For this story, The Tennessean analyzed monthly enrollment data from five years of TennCare and two years of CoverKids, all of which is publicly available online. The analysis shows children began to leave TennCare at the end of 2016 as the government ramped up a renewal process that identifies and cuts ineligible families.
Since then, TennCare has lost 12% of all children enrolled.
Kelly Gunderson, a TennCare spokeswoman, said in an email statement that the size of the program has followed expectations. Enrollment swelled in 2014 and 2015 because officials suspended the renewal process so they could instead prioritize implementation of the Affordable Care Act, known widely as ObamaCare.
Renewals re-started in earnest in 2016. Gunderson said the government launched an advocacy campaign encouraging families to ensure TennCare had their correct addresses, then mailed out renewal forms that track income and other criteria to determine eligibility.
If the families were no longer illegible — or they didn't respond — they were cut.
Biggest drops in Nashville, Memphis, Cheatham County
Enrollment data shows the biggest decreases have occurred in Tennessee’s two largest cities, Nashville and Memphis, where about 14,000 and 22,000 have lost coverage, respectively. Proportionately, the single largest drop occurred in Cheatham County, where nearly 1 in every 5 kids in TennCare was booted from the program.
The drop in the CoverKids program is even more dramatic — 39% of CoverKids recipients have been disenrolled since January 2018. Most of that decrease occurred in June when 18,000 children left the program in one month.
Unsurprisingly, in the same years that TennCare and CoverKids cut so many children, the number of uninsured kids in the state sharply increased, according to recent studies from Georgetown University and the University of Tennessee. These two studies measured uninsured children very differently but agreed on the conclusion that the problem is worsening.
- Georgetown University found that Tennessee’s uninsured children rose from 58,000 in 2016 to 71,000 in 2017 — one of the largest spikes in the nation — and that the increase was even larger for children under 6.
- The University of Tennessee recorded fewer uninsured children overall but an even steeper rise — from 22,238 in 2017 to 34,458 in 2018.
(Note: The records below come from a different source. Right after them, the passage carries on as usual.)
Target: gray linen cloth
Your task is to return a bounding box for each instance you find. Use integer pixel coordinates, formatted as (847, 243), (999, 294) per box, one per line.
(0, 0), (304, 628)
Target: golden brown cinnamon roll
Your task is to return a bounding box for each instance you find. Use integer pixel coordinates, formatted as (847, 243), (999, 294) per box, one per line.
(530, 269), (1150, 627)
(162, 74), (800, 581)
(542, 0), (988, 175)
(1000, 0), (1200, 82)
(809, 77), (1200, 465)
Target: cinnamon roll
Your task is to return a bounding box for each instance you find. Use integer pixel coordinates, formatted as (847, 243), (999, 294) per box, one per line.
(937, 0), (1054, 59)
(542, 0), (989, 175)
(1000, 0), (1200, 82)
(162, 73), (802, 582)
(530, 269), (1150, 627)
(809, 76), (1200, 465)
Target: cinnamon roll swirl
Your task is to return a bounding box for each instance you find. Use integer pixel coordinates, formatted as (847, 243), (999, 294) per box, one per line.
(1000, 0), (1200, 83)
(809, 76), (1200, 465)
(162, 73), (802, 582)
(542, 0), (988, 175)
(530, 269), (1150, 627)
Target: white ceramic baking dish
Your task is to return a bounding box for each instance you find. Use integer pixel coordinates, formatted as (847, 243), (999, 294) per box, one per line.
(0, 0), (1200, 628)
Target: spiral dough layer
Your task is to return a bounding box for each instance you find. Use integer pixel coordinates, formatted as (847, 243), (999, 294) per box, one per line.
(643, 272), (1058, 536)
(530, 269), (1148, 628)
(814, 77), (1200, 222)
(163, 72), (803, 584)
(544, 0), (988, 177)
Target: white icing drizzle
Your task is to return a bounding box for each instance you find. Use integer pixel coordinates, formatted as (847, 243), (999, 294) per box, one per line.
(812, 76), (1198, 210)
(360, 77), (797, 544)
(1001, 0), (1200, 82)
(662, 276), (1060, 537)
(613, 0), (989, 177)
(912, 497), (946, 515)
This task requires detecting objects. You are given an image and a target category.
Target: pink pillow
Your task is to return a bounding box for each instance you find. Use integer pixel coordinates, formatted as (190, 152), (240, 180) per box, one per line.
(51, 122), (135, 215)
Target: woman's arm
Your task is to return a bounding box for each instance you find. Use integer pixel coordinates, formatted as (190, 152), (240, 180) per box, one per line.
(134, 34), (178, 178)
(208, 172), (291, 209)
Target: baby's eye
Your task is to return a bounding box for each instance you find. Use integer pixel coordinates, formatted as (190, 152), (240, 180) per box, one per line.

“I think that’s just the tip of the iceberg,” said Michele Johnson, executive director of the Tennessee Justice Center, a social justice group that is among the loudest critics of TennCare's operations. “This is the first time in 10 years that the number of uninsured children are going the wrong direction, and that just from the start of disenrollment.”
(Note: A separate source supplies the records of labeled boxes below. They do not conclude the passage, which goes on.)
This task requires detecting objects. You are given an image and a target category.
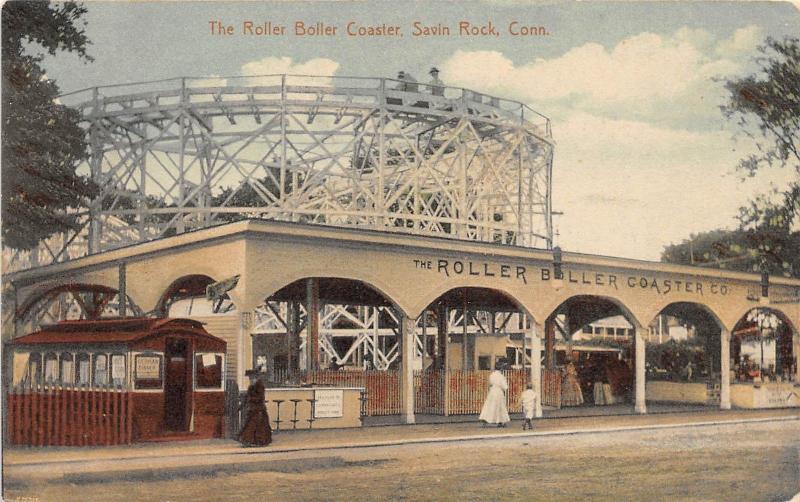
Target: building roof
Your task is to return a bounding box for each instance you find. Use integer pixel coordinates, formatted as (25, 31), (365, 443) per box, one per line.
(12, 318), (217, 345)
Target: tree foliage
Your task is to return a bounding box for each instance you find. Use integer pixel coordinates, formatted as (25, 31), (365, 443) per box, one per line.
(2, 1), (96, 249)
(662, 37), (800, 277)
(661, 228), (800, 277)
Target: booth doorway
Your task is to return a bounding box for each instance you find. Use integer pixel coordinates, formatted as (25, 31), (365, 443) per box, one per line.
(164, 338), (192, 432)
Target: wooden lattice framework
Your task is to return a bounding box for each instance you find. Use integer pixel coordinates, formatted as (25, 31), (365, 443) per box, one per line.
(6, 75), (553, 268)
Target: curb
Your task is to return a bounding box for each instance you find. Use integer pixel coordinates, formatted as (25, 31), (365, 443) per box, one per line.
(4, 415), (800, 474)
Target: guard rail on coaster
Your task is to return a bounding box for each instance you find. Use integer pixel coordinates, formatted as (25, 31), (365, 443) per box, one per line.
(4, 75), (553, 270)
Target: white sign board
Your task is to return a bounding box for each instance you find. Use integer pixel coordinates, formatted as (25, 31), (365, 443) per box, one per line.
(314, 390), (344, 418)
(136, 356), (161, 380)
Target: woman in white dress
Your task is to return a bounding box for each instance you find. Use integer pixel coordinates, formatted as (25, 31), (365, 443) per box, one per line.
(480, 365), (511, 427)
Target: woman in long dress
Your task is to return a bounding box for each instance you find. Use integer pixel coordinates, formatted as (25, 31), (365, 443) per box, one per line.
(239, 370), (272, 446)
(480, 369), (511, 427)
(561, 361), (583, 406)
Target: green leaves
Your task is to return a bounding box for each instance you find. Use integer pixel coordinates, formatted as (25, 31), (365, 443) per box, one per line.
(2, 1), (97, 249)
(661, 37), (800, 277)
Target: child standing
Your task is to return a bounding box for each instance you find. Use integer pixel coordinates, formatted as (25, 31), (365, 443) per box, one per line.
(520, 384), (536, 430)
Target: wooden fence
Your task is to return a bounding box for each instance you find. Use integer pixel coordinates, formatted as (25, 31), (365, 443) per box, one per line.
(542, 368), (561, 408)
(304, 370), (401, 416)
(266, 369), (561, 416)
(6, 386), (133, 446)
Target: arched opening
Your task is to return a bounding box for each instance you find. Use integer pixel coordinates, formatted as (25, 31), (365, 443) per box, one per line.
(16, 284), (143, 333)
(251, 277), (401, 384)
(542, 295), (637, 411)
(418, 287), (531, 371)
(643, 302), (723, 407)
(730, 307), (800, 408)
(155, 274), (236, 318)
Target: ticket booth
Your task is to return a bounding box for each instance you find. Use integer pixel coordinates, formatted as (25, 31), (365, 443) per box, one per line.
(10, 318), (226, 441)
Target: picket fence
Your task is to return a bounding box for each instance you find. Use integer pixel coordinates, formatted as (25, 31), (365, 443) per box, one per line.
(284, 369), (561, 416)
(6, 385), (133, 446)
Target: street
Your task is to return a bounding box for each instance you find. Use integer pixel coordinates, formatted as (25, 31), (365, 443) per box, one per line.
(5, 420), (800, 502)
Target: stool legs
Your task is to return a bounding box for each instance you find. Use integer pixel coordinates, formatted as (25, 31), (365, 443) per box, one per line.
(273, 399), (285, 431)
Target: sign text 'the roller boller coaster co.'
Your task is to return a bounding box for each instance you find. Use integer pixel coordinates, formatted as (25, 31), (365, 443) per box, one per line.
(413, 258), (730, 296)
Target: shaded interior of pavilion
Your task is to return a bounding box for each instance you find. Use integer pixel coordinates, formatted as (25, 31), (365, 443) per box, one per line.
(12, 275), (800, 422)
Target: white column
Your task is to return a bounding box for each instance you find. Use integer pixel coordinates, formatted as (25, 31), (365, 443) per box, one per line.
(634, 328), (647, 413)
(528, 319), (542, 417)
(719, 328), (731, 410)
(400, 314), (416, 424)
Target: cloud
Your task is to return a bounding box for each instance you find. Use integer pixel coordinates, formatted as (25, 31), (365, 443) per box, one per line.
(440, 26), (789, 259)
(441, 26), (761, 125)
(242, 56), (339, 85)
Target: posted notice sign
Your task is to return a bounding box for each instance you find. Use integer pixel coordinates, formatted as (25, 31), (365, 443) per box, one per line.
(136, 356), (161, 380)
(314, 390), (344, 418)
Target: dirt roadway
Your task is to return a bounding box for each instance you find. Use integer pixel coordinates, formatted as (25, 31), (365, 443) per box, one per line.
(5, 421), (800, 502)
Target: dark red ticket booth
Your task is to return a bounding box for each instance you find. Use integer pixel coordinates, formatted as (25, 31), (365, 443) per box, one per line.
(11, 318), (226, 441)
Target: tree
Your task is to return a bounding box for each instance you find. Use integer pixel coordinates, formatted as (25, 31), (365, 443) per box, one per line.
(722, 37), (800, 230)
(661, 37), (800, 277)
(2, 1), (97, 249)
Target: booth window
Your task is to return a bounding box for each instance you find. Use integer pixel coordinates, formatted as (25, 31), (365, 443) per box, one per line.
(44, 352), (58, 384)
(75, 352), (91, 385)
(194, 353), (222, 389)
(25, 352), (42, 384)
(133, 354), (163, 389)
(94, 354), (108, 385)
(111, 354), (126, 386)
(61, 353), (75, 384)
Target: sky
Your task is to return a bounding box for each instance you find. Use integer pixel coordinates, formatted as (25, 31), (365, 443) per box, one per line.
(39, 0), (800, 260)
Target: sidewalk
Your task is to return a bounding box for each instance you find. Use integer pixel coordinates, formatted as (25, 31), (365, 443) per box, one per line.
(3, 409), (800, 480)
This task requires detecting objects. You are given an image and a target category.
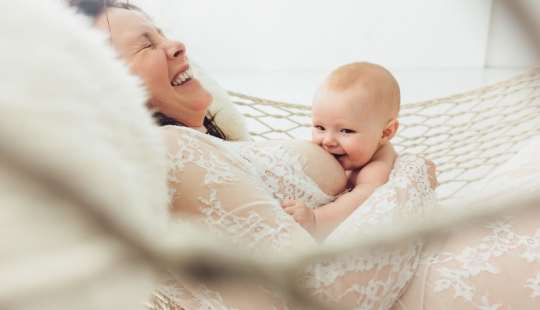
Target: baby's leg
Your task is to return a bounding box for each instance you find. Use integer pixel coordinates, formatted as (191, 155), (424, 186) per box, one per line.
(305, 155), (435, 309)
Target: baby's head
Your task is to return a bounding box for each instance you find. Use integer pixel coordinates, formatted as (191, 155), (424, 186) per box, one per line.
(311, 62), (400, 170)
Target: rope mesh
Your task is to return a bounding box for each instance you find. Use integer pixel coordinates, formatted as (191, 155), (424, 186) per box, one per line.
(229, 68), (540, 201)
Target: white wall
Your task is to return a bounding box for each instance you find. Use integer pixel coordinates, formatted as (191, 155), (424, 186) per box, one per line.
(133, 0), (492, 71)
(486, 0), (540, 68)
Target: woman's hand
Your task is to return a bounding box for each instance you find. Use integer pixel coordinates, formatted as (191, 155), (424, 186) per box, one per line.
(281, 200), (315, 235)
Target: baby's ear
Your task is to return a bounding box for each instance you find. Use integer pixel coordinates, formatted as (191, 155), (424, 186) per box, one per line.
(379, 118), (399, 145)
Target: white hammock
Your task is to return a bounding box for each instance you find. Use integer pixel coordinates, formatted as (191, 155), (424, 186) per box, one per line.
(229, 68), (540, 201)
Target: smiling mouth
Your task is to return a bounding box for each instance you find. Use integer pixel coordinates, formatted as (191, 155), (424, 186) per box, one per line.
(171, 69), (193, 86)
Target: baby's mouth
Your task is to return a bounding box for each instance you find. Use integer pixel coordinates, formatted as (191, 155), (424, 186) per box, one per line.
(171, 69), (193, 86)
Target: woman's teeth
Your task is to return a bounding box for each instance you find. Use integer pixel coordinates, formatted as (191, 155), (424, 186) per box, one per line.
(171, 69), (193, 86)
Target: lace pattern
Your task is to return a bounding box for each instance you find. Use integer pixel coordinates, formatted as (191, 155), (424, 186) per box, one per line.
(156, 128), (434, 309)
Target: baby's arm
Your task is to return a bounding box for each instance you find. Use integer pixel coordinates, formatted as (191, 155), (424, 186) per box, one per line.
(282, 143), (397, 241)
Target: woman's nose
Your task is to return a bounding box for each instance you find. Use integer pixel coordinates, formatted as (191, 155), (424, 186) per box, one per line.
(166, 40), (186, 60)
(322, 133), (337, 146)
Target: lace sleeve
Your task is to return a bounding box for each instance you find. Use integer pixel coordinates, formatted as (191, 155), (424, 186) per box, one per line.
(158, 127), (434, 309)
Johnson said the Justice Center believes many disenrollments occur because families struggle with TennCare’s renewal applications, which have amounted to as many as 47 pages in prior years. The center also received numerous complaints from families that say they never received the renewal packet in the mail — likely because it was mailed to the wrong address — then were cut from TennCare without their knowledge.
Hagan, TennCare's director of member services, said cases like these are rare and can be resolved with the program's appeals process.
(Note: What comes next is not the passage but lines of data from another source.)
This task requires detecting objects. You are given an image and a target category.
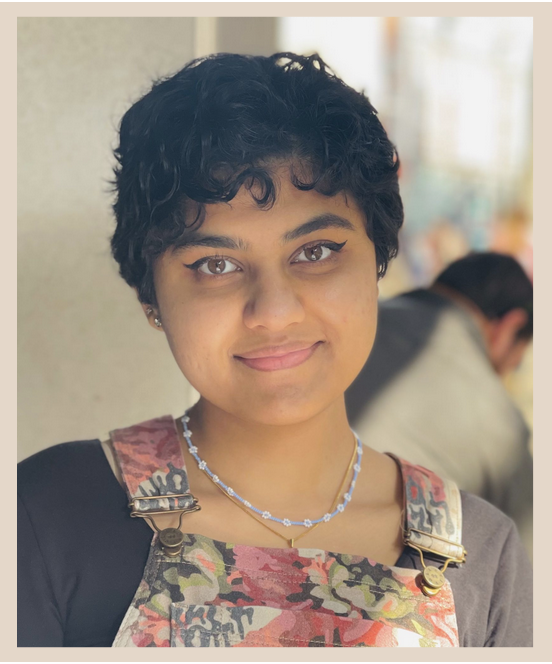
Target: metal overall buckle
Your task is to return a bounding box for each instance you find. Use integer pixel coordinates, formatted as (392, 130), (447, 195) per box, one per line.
(128, 493), (201, 558)
(404, 528), (468, 597)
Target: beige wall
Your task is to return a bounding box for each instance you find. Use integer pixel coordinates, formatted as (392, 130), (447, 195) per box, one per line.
(18, 18), (275, 459)
(18, 18), (201, 459)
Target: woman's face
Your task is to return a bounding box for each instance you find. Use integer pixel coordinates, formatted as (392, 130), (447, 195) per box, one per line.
(149, 179), (377, 425)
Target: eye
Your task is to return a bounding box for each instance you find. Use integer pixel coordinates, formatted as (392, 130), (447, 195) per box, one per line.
(197, 257), (238, 276)
(293, 242), (346, 263)
(184, 256), (240, 277)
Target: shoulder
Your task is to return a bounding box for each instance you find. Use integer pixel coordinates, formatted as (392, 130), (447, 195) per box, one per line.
(17, 440), (121, 521)
(17, 440), (103, 489)
(451, 492), (533, 646)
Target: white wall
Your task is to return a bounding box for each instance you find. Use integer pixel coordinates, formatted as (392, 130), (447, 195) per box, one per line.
(18, 18), (203, 459)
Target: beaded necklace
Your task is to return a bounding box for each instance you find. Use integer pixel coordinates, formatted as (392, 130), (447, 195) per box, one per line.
(181, 411), (363, 528)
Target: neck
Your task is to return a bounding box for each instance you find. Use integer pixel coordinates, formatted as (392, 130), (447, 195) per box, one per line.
(181, 398), (355, 518)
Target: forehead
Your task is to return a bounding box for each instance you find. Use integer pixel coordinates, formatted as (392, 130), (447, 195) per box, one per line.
(201, 178), (365, 234)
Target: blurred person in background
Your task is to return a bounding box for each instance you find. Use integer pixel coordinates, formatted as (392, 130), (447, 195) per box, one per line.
(346, 252), (533, 554)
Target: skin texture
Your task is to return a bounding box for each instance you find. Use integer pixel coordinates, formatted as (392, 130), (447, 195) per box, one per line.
(138, 170), (402, 563)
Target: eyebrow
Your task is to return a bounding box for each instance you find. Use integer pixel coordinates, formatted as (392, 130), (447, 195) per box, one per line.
(175, 213), (356, 251)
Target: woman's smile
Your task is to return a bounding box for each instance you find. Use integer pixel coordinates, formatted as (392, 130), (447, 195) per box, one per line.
(234, 341), (324, 371)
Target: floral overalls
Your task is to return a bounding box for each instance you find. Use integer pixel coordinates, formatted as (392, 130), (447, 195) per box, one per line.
(111, 416), (465, 648)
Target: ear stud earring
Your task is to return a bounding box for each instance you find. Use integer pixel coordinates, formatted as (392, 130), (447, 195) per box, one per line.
(146, 307), (163, 327)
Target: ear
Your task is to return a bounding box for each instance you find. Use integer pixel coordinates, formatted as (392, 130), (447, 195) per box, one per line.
(134, 288), (163, 332)
(488, 309), (527, 375)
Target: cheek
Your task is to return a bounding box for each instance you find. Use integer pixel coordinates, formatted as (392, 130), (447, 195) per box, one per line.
(318, 264), (378, 337)
(164, 300), (232, 387)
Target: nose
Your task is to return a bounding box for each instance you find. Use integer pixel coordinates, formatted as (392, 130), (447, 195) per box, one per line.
(243, 273), (305, 332)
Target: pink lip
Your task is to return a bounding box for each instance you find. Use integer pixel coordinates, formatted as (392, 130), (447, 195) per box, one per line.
(235, 341), (322, 371)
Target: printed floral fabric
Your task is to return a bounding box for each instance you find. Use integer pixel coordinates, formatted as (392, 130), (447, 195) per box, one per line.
(113, 535), (458, 647)
(112, 418), (461, 647)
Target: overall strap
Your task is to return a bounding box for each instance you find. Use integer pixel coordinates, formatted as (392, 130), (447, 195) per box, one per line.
(391, 455), (466, 564)
(110, 415), (197, 517)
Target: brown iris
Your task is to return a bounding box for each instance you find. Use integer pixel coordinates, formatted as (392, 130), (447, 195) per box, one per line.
(305, 245), (323, 261)
(207, 258), (226, 274)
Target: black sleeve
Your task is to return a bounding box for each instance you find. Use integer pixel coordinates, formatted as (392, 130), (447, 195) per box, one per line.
(17, 496), (63, 648)
(485, 523), (533, 647)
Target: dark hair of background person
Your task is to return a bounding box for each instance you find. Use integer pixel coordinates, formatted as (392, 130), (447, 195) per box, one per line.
(111, 53), (403, 304)
(435, 252), (533, 339)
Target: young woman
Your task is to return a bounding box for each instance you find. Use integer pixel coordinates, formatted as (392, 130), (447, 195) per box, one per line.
(18, 53), (532, 647)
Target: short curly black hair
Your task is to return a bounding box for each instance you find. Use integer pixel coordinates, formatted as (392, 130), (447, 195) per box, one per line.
(111, 53), (403, 304)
“If there was ever a case — here or there — where the person called after termination and there had been an error in updating their address, we would absolutely put them back on,” Hagan said.
That appears to be what happened in the case of Harrison, the young boy with autism from the beginning of this story. His mother, Heather Hantz, said TennCare told her Harrison was dropped because she did not respond to her renewal packet. Hantz insists she never received it.
After disenrollment brought an abrupt end to Harrison’s therapy, Hantz said she sought out help from the Justice Center and the office of Sen. Bob Corker. Harrison was ultimately reinstated after about four months and resumed therapy in December.
Still, Hantz worries about other families that might not know where to get help if if they were similarly cut from TennCare.
“It makes me sick,” Hantz said. “If you don’t know to call Tennessee Justice Center or to get a congressional inquiry into your children’s health care, then you are going to get confused, and you are going to get frustrated, and you just might give up.”